The average age at sexual debut among Chinese youth—22.8 years—is higher than the average age typically found in Western societies, but it represents a decline in age at debut compared with that of previous Chinese generations. This decline has occurred in the context of a moderation of societal attitudes toward premarital sex, which was taboo a generation ago. As discussed earlier, sexual intercourse has increasingly become delinked from marriage and procreation over the last several decades in China, and there is less social regulation of sexual behavior. The respondents in our study population, who were born after the “Open Door” policy and economic reforms began, have come of age in a relatively permissive sexual culture (according to Chinese standards), and this has presumably influenced their sexual behavior.
In China, sexual debut before age 18 is rare, and the significant proportion of young people who remain virgins at age 24 suggests that marriage is still an important context for sexual debut for many people.
Perhaps our most difficult finding to understand is the association of parental education with timing of sexual debut. For the most part, this relationship did not function in the expected direction, as we hypothesized that the risk of sexual debut would decline as the level of parental education increased. We found that parental education had a limited association with debut for females, and while paternal education appeared to show a protective relationship for males, maternal education showed the opposite. There is no reason to believe that parental education is not a reasonable indicator of socioeconomic status, especially since China’s economy has become more market-oriented. The unexpected findings regarding parental education deserve further research.
We hypothesized that youth in urban areas would have a higher risk of sexual debut than those in rural areas, largely because this was where social change was centered.

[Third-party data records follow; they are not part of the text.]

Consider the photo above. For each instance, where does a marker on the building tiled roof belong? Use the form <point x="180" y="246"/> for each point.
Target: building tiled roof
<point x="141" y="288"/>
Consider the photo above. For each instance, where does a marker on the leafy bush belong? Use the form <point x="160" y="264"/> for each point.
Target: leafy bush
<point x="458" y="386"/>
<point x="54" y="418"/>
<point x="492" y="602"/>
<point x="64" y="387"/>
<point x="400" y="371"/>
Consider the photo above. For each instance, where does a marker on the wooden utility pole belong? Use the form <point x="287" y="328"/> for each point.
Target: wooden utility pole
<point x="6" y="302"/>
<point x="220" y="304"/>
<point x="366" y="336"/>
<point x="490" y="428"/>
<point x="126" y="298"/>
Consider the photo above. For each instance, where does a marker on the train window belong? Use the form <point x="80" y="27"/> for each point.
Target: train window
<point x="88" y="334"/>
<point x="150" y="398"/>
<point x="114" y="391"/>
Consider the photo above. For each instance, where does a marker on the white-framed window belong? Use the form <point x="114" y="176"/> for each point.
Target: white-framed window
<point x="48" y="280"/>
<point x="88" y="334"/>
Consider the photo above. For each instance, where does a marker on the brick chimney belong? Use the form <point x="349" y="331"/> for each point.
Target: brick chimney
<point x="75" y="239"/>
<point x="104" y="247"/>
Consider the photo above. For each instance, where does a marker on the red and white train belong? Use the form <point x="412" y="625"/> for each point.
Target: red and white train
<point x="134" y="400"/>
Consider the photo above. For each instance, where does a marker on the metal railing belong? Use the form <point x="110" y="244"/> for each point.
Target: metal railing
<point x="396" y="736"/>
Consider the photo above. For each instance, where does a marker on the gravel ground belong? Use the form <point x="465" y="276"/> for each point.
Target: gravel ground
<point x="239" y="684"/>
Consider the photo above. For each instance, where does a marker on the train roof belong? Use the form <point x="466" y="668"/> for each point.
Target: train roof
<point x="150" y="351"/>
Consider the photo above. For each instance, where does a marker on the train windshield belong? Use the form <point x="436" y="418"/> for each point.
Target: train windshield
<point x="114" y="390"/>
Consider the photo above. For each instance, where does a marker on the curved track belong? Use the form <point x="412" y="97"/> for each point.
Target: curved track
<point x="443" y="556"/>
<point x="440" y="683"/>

However, we found that rural respondents had an increased risk of sexual debut at nearly all ages. The most plausible explanation for this difference is the culture of early marriage in rural areas; indeed, the literature suggests that community settings that encourage early marriage also have an early onset of sexual activity. Furthermore, while premarital sex was once taboo in rural areas, a new cultural norm is emerging in which it has become increasingly common and socially acceptable for engaged couples. Given the younger age at engagement and marriage in rural areas, this could explain the difference in the timing of sexual debut between urban and rural youth. Finally, it is not clear why males from the more urban and modernized eastern region of China had a lower risk of sexual debut than those from the underdeveloped (and presumably more traditional) western region. This finding contradicts our assumption that the risk would be higher in the former region, and should be the subject of future research.

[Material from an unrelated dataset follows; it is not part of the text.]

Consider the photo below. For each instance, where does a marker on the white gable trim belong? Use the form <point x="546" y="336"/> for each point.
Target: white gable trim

This national study addresses the previous lack of research on the timing of sexual debut among Chinese youth and provides insight into the basic patterns and social and demographic correlates of debut. Though this country’s youth have a fairly late age at sexual debut in comparison with youth from other countries, they are not more informed about contraceptive use or STI prevention. Indeed, more than half of Chinese youth do not use contraceptives at sexual debut—which places them at increased risk of unwanted pregnancies and STIs—and hence sex education and public health programs should be improved to address these shortcomings. This study also raises the issue of the risk of “early” sexual debut, and although debut is uncommon before age 18, a small proportion of youth do initiate sex by that age. This potentially vulnerable subpopulation merits future research attention regarding the determinants and consequences of their early transition to sexual experience.